La flor violácea del jacarandá

Me crucé con Lin y Chen en un vagón del subte B. En ese momento no sabía sus nombres. Me los dijeron cuando se despidieron. Todo pasó en minutos.
Volvía del trabajo, me acerqué a la puerta para bajarme en Malabia y ahí lo vi sin verlos. Lo miré a Lin, la miré a Chen, y no los reconocí. Fue su mirada, la de él, la que me marcó la pauta de que ellos eran ellos. Cuando se miraron entre sí me di cuenta de que yo era yo. No entendía cómo no los había reconocido. Todos los jueves íbamos a su restaurante a cenar. Todos los jueves se acercaba Chen a tomarnos el pedido. Lin saludaba desde la cocina cuando entrábamos y cuando salíamos. Estaban casados. Chen era la moza. Casi no hablaba español. Le señalábamos lo que queríamos del menú y ella escribía idiogramas en la comanda, siempre sonriendo. Lin era cocinero, pero también hacía las veces de administrador y encargado. Trabajaban con los padres de Lin. La especialidad eran unas empanaditas a la plancha de cerdo y akusay, tofu frito con picles chinos picantes y pollo kun pao. Lo que más se destacaba igual eran las empanaditas. Todos las pedían.

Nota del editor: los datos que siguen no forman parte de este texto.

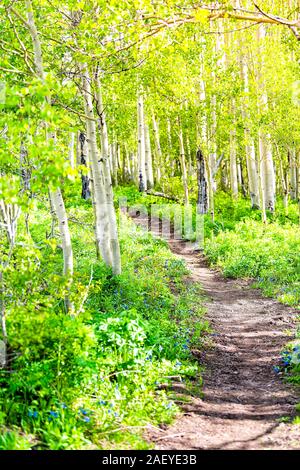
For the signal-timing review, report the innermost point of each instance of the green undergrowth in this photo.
(93, 380)
(242, 246)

 Lin me preguntó cómo estaba y también a qué me dedicaba. Era la primera vez que intercambiábamos palabras, más que un hola, chau, gracias, o hasta luego. Mentira. Una vez les regalé un libro que había editado. El primer libro que había editado. Le estaba mostrando el libro a mi mujer y Chen se metió en el medio, miraba y miraba. Le aclancé el libro y se lo llevó a la cocina. Era la primera novela de un autor argentino que era chef en Hong Kong. Ellos nunca entendieron que yo era el editor. Traté de explicarles. Chen quería que le dedique el libro. Lo firmé. Más allá del malentendido, se dieron cuenta de que ese objeto tenía un significado especial para nosotros. Ese fue el primer y único libro que autografié.
Salimos de la boca del subte. Lin me dijo que nunca pudieron leer el libro. Que él hablaba bien, le costaba leer, pero que su mujer era un desastre. Nunca dijo desastre. Levantó una mano y negó levemente con la cabeza. Lin obligaba a Chen a ir adelante nuestro. Ella se daba vuelta y me hablaba. Yo lo miraba a Lin pidiendo que me tradujera. “Quiere que le mandes saludos a tu mujer”. Asentí sonriendo. Ella también sonreía, con los ojos, con la boca, tratando de  expresar lo que no podía decir.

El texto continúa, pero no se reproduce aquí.